Cyrano de Bergerac. C’est un condensé de tout ce qu’on a fait de mieux dans la littérature française. 

Ton personnage favori ?

Alceste du Misanthrope, parce qu’il me hante. C’est un personnage sur lequel je n’arrive pas à mettre le doigt. Tantôt il m’énerve, tantôt je le comprends. 

Ton rituel avant de rentrer sur scène ?

J’ai chaque fois une pensée pour trois personnes et je prie pour elles. Pour mon grand-père qui était la plus valeureuse personne que j’ai connue au monde (au sens des valeurs). Ce monsieur avait un sens des valeurs absolument extraordinaire. Pour mon oncle, qui était très inquiet de mon avenir car il est parti au moment où je quittais la classe préparatoire, j’ai donc toujours une pensée pour lui. Et pour une amie qui est décédée l’an dernier. Elle était comédienne et chanteuse, et elle aurait été infiniment heureuse de voir ce qui m’arrive. Voila, je pense toujours à eux avant d’entrer en scène. 

Si tu devais adresser un message au public du cercle des Poètes Disparus, quel serait-il ?

Venez nous voir ! (rires). J’aimerais adresser aux jeunes, ces quelques mots de Musset, “L’homme est un apprenti. La douleur est son maître et nul ne se connaît tant qu’il n’a pas souffert”. C’est une citation que j’adore car on a tendance à vouloir éviter la souffrance et la douleur, on veut l’ignorer. Pourtant je pense qu’il faut faire comme disait Nietzsche, “Je ne pointe pas du doigt du reproche, les maux de l’existence”. La souffrance fait partie de l’existence, elle est inévitable et chaque route qui a mené un jour au succès a été nécessairement pavée de doutes, d’obstacles et de tragédie. 

Ce qui fait pour moi la beauté du Cercle des Poètes Disparus, c’est que ce n’est pas une œuvre manichéenne. Il n’y a pas vraiment de gentil ou de méchant. C’est un affrontement de volonté, et c’est ça qui est beau. A une époque où on nous somme obligés de choisir un bien ou un mal, un camp ou une idéologie, avoir une œuvre qui ne prend pas ce pli là, ça fait du bien. Je trouve qu’elle pose plus de questions qu’elle ne donne de réponses. 

Certains pensent que le personnage principal de l’œuvre est tour à tour Keating, Todd ou Neil. Qu’en penses-tu ? 

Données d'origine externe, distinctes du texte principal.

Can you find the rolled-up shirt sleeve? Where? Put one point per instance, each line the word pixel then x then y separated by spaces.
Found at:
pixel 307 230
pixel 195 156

Je pense que ce qui porte l’histoire et la pièce, ça peut paraitre idiot, mais c’est la poésie. Pas seulement la poésie au sens des poèmes, mais la poésie de la vie avec ce qu’elle a de merveilleux et de tragique à la fois. C’est un condensé de tout cela. Le texte de la pièce a ce rôle de nous interroger sur ce que cela veut dire de penser par soi-même. Est-ce que cela existe ? Et si oui, est-ce qu’il faut qu’on l’enseigne ? Mais à partir de quel âge, quelles en sont les conséquences… Les horizons de réflexions sont immenses et c’est ce qui fait que cette œuvre est une nécessité très actuelle. 

Le Cercle des Poètes Disparus se joue au Théâtre Antoine jusqu’au 26 mai et à partir du 11 septembre au Théâtre Libre.